- Jetzt habe ich aber ein anderes Anliegen.
- Und zwar?
- Dass Sie mir sagen, wie Sie zu der entschiedenen Gewissheit in Hinsicht des Wetters gekommen sind.
- Gut, gehen wir hinüber zum Bienenhaus und setzen uns dort, dann werde ich Ihnen sagen, woraus ich meine Schlüsse gezogen habe.
Wir gingen den Sandweg hinauf, an dem Obstbäume und Linden standen.
- Sie haben die Apparaturen in meinem Büro gesehen, sie erklären aber nur einen Teil der Sache.
- Ja, mir sind Barometer, Thermometer sowie ein Luftblau- und ein Feuchtigkeitsmesser aufgefallen, aber diese habe ich auch, und sie wiesen alle auf das kommende Gewitter hin, nicht darauf, dass es ruhig bleiben würde.
- Richtig, das Barometer ist gefallen, und der niedrigere Luftdruck deutete auf Regen. Auch der Feuchtigkeitsmesser zeigte an, dass die Feuchtigkeit zunahm. Aber der Elektrizitätsmesser verkündete wenig Luftelektrizität, so dass eine Entladung, die hier in der Gegend meist mit Regen verbunden ist, nicht zu erwarten war.
- Aber hat sich gegen Abend nicht ausreichend elektrische Spannung entwickelt? So dass schließlich alle Werte auf einen Niederschlag deuteten?
- Wie Sie gesehen haben, bildeten sich ja auch Wolken, und sie führten zum Anstieg der Elektrizität. Aber auch die Farbe des Himmels und die Gestalt der Wolken sind bei der Prognose zu berücksichtigen.
- Die Luft war bereits am Vormittag von tiefem und finsterem Blau, welche dem Regen vorangeht. Und Wolken bildeten sich seit dem Mittage, schnell und mächtig.

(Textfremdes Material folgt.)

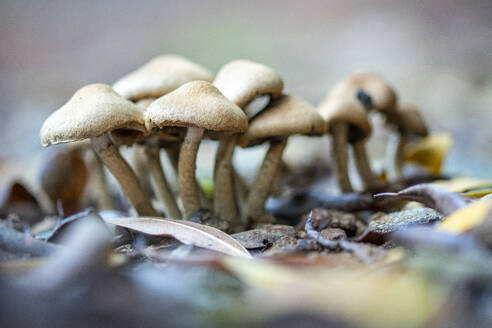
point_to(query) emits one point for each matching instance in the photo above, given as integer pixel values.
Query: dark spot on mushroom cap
(364, 98)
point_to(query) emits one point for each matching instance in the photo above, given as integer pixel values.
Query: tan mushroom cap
(160, 76)
(411, 120)
(383, 96)
(285, 116)
(196, 104)
(346, 111)
(92, 111)
(243, 80)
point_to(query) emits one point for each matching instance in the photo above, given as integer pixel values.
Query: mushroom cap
(411, 120)
(92, 111)
(196, 104)
(243, 80)
(159, 76)
(347, 111)
(285, 116)
(383, 96)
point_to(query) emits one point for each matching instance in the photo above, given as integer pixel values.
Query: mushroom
(198, 106)
(64, 178)
(347, 122)
(285, 116)
(154, 79)
(160, 76)
(93, 112)
(241, 81)
(251, 86)
(410, 124)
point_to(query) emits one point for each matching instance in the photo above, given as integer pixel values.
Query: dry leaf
(430, 152)
(364, 295)
(467, 218)
(186, 232)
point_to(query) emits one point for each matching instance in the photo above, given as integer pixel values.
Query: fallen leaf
(463, 184)
(429, 152)
(186, 232)
(465, 219)
(364, 295)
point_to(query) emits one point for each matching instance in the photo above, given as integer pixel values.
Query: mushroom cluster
(172, 104)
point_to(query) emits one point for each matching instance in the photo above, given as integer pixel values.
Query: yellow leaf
(370, 296)
(466, 218)
(466, 185)
(429, 152)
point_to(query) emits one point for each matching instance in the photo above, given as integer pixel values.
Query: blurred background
(437, 54)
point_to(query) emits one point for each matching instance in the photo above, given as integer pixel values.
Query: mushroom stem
(395, 155)
(225, 204)
(140, 167)
(241, 189)
(160, 183)
(188, 186)
(363, 166)
(260, 191)
(173, 155)
(103, 195)
(340, 133)
(124, 174)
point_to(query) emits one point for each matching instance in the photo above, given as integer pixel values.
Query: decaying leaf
(375, 296)
(431, 195)
(186, 232)
(465, 219)
(430, 152)
(261, 237)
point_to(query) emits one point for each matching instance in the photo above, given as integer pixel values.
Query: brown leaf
(186, 232)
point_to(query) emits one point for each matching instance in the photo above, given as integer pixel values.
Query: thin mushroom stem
(161, 186)
(173, 155)
(103, 195)
(395, 155)
(340, 134)
(124, 174)
(363, 166)
(140, 167)
(188, 186)
(225, 203)
(261, 189)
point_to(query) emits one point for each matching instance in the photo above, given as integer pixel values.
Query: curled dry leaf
(186, 232)
(433, 196)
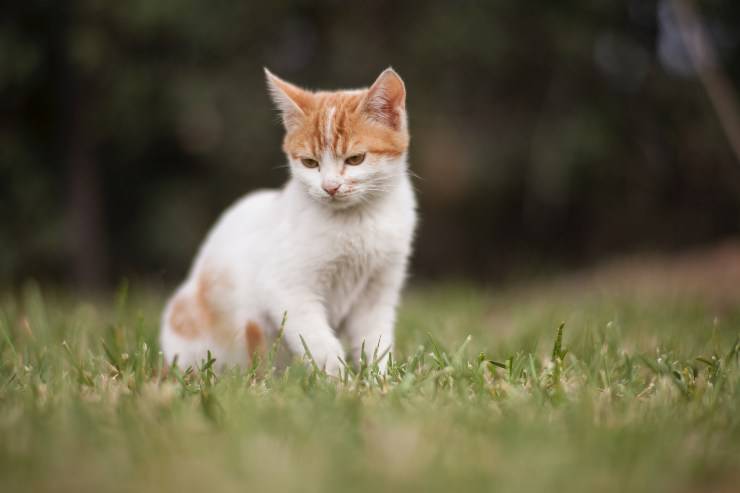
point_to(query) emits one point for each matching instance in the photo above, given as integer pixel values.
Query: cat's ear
(292, 101)
(386, 100)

- Stimmt, es bildete sich eine ungewöhnliche Menge von Wolken. Aber andere Merkmale sind Ihnen entgangen, und sie deuteten darauf, dass es trocken bleiben würde. Um diese Merkmale zu erkennen und richtig zu deuten braucht es Erfahrung, lokales Wissen, so kann etwa das Erscheinen eines kleinen Wölkchens an einer bestimmten Stelle des Himmels, der sonst ganz wolkenlos ist, in einer bestimmten Gegend ein sicherer Anzeiger für ein Gewitter sein, oder eine Eintrübung des Himmels an einer gewissen Stelle des Himmels, von einem kräftigen Windstoß aus einer Richtung ist sicher der Vorbote eines Landregens, alle wissen dann, dass der Regen immer kommt. Solche Anzeichen hat natürlich auch unsere Gegend hier, und es sind gestern keine eingetreten, die auf Regen deuteten.
- Und das Ausbleiben dieser Zeichen ließ Sie darauf schließen, dass es nicht regnen würde?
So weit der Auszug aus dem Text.